Skip Navigation Bar

ASCII MeSH, 2013. Documentation and Availability

1. ASCII MeSH

ASCII MeSH contains all data that were present in ELHILL MeSH,* including cross-references and scope notes. Descriptions of the data elements in each file are available for each of the three record types:

See MeSH ELHILL Format Document (PDF format) for an additional description of the data elements, including most of those found in the ASCII MeSH file. Note changes effective with the fourth-quarter 1999 update. *Note that ELHILL MeSH is no longer in production.

2. Restrictions on use

There is no charge. Use of the ASCII MeSH file data is subject to conditions which are detailed in the Memorandum of Understanding.

3. Availability

The data for Descriptors and Qualifiers are updated annually and users of the data are encouraged to obtain the new year's data. Any changes made mid-year are included in the weekly update of ASCII MeSH files.

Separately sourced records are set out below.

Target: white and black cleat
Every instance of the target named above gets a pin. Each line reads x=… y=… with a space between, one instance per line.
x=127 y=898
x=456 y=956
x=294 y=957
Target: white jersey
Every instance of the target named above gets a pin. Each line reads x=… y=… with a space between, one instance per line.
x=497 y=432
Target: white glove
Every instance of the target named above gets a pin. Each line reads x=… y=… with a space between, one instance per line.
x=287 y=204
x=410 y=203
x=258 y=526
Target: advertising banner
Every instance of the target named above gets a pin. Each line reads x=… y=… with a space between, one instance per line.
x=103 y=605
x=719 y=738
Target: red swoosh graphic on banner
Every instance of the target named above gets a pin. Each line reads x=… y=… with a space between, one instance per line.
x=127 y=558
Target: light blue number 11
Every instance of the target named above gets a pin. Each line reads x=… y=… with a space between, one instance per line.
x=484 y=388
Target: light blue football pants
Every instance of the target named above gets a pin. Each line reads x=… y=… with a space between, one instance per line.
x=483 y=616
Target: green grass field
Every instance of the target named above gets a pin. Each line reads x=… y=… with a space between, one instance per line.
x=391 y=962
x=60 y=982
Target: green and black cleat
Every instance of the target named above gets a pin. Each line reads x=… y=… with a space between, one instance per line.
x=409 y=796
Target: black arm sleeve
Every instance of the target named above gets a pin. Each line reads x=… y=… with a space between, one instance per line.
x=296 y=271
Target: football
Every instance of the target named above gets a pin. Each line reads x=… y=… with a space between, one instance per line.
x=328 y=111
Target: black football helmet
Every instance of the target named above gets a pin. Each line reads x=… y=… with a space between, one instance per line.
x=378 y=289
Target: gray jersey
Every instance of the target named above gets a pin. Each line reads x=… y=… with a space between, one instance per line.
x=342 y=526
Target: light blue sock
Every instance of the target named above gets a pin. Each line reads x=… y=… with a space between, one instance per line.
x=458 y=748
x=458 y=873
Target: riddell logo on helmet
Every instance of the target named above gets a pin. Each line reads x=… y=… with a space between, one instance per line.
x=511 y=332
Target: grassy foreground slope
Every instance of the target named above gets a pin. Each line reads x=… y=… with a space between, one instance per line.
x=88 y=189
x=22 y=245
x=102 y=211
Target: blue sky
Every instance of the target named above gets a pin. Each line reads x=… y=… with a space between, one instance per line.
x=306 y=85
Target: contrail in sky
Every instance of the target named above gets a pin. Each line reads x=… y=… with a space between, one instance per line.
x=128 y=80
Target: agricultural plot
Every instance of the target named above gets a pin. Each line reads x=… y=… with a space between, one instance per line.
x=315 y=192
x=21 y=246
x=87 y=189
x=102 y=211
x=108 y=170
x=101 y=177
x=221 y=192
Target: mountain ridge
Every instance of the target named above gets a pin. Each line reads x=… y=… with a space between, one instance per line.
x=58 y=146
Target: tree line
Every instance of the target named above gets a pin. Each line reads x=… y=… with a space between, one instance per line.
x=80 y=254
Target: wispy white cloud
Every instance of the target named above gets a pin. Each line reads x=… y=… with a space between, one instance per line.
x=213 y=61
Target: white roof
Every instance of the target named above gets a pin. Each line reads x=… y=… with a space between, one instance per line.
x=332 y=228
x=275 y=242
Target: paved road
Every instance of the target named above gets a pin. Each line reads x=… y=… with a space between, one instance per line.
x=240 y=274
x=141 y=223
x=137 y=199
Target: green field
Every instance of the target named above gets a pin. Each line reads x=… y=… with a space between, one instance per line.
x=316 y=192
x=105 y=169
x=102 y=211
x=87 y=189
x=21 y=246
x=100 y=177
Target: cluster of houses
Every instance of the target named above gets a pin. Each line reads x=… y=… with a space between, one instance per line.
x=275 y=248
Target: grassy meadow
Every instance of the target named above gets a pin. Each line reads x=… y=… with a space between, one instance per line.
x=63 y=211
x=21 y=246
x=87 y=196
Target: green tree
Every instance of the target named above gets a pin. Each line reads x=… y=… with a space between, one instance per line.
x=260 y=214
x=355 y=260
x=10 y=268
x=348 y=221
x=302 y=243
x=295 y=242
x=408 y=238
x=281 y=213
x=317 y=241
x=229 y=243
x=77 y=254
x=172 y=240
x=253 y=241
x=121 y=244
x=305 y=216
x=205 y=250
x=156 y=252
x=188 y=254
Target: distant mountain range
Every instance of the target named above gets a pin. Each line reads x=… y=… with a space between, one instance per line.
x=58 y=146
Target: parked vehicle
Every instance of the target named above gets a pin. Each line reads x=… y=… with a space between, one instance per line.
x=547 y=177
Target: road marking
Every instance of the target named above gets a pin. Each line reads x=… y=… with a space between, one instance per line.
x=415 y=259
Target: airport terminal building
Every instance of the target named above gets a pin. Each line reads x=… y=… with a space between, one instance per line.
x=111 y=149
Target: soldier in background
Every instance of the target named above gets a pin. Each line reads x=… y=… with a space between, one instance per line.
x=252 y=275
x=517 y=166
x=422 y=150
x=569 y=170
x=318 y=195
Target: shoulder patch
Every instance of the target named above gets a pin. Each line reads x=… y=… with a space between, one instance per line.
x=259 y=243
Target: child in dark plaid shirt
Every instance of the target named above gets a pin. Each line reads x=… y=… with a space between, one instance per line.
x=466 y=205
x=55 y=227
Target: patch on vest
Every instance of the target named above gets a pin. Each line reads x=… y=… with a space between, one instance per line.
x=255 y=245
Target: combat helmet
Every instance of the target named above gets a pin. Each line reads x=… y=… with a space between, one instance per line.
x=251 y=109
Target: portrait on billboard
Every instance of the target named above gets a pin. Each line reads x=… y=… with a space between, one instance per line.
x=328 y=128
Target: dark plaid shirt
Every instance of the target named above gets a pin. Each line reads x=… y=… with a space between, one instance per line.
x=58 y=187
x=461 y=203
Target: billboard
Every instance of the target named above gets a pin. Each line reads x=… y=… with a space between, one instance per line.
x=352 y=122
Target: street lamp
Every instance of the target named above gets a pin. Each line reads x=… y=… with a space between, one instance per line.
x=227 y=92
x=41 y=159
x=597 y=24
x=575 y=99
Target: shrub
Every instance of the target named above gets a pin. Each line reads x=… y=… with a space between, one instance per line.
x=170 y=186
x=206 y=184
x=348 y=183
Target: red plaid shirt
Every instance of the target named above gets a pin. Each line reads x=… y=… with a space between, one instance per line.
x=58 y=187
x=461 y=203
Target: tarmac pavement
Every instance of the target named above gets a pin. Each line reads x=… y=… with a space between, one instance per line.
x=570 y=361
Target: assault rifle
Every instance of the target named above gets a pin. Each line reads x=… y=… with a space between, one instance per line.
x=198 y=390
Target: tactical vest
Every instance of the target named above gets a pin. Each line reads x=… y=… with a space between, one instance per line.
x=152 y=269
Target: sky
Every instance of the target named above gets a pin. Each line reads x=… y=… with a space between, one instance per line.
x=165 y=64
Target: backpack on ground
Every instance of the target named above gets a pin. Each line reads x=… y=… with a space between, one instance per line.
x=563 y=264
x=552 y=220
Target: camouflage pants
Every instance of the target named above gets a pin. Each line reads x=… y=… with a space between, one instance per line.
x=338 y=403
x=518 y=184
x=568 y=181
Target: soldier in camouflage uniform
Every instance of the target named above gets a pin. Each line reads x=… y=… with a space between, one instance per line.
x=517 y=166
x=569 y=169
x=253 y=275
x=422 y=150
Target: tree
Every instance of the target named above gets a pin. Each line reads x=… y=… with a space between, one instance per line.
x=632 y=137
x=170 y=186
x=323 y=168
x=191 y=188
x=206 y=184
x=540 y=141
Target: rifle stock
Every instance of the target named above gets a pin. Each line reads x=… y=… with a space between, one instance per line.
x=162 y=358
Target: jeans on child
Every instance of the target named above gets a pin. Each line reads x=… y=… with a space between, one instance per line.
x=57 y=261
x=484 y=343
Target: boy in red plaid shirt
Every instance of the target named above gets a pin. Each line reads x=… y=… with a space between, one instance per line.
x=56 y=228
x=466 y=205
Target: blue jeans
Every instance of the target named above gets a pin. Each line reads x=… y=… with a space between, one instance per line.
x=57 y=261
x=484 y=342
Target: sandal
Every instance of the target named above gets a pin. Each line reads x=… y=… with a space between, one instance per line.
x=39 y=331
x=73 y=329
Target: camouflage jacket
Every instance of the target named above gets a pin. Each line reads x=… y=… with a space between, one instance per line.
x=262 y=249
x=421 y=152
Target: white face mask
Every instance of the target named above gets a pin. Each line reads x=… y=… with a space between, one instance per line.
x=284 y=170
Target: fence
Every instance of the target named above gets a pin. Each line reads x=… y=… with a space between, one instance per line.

Supplementary Concept Records (formerly Supplementary Chemical Records) are updated at NLM on a daily basis. The current file in ASCII MeSH is updated weekly and is coordinated with 2013 MeSH descriptors so that the data elements that require a descriptor MH value, such as the HM element, have been updated to match a descriptor in 2013 MeSH. New records will be added to ASCII MeSH periodically.

4. File format

Each MeSH record is indicated by a separate line, preceding the record, consisting of the string

*NEWRECORD

Each element or occurrence is contained on a single line. Each line contains an element name and value, for example,

MH = Appendicitis

The same is true for longer, free-text fields such the Annotation and Scope Note. (The longest occurrence/line in the files is in the descriptor file and is 1124 characters.)

For data elements that are multiply-occurring, each element occurs on a separate line, for example, the MeSH Tree Number:

MN = E05.200.500.607.790
MN = E05.200.500.620.670.620

Most data in ASCII MeSH files are in 7-bit ASCII format. However, we now have a small number of non-English entry terms having characters identified by a diacritic mark, for example, "Carbocaïne", a French trade name for the anesthetic Mepivacaine. (Note the small "i" with dieresis, known in French as the tréma.) These characters are encoded in Unicode UTF-8 format and will be correctly displayed by UTF-8 applications. (The previous will also display correctly since 7-bit ASCII encoding is a subset of UTF-8.) Otherwise they may appear differently in different displays.

The file extensions are .bin rather than .txt so that Web browsers will prompt to save rather than automatically trying to display the relatively large text files (up to 66MB). The lines will usually be transmitted with only a line feed character (decimal 10) and not also a carriage return (decimal 13). Please contact the MeSH Section at the address below if you have questions.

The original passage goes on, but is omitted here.